Trip to India yields business relocation to Howard

One international company is relocating and another expanding in Howard County as a resultof a recent scouting trip to Bangalore, India, by county and business officials from Howard.

Intercontinental Export Import Inc., a recycling company, and Prism Microsystems, an information technology security company, will be in the same building on Centre Park Drive in Columbia.

“Already this trip has had dividends,” County Executive Ken Ulman said at a news conference Tuesday where he showed slides from his February trip to India.

Ulman traveled with Chief of Staff Aaron Greenfield, Economic Development Authority Chief Executive Officer Dick Story and several Indian-born county businesspeople for three days of meetings and visits.

The trip was intended to promote Howard to Indian businesses. Howard is home to several Indian-born businesspeople, and many international companies have offices in India.

To continue courting international businesses, Ulman plans to create a Howard-India trade committee.

The group would meet regularly and advise on incentives to encourage Indian businesses to relocate to Howard and provide support for those businesses, Ulman said.

“We need to set up a permanent infrastructure that lets folks know there is a place to invest in,” he said.

Intercontinental Export Import, which has 12 facilities in the United States in addition to locations in Canada, Mexico, India and China, will move its headquarters from Odenton to Columbia. The company plans to add 50 jobs in the next year. The company is broadening into postconsumer recycling and environmentally friendly offices and industrial buildings, said Saurabh Naik, who spent time with Ulman on the India trip.

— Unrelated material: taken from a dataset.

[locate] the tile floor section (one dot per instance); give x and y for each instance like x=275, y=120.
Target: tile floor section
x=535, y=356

Naik started the company 21 years ago in his basement buying and selling recycled plastic.

Prism is moving its headquarters to a different building in Columbia and adding 30 jobs this year, said CEO A.N. Ananth. Howard?s infrastructure, well-educated residents and proximity to Washington, D.C., make it an ideal place to expand, he said.

“Prism is a happy participant in this globalized economy, one where the geographic boundaries matter less,” Ananth said.

The trip cost about $35,000 and was paid for by the Howard County Economic Development Authority.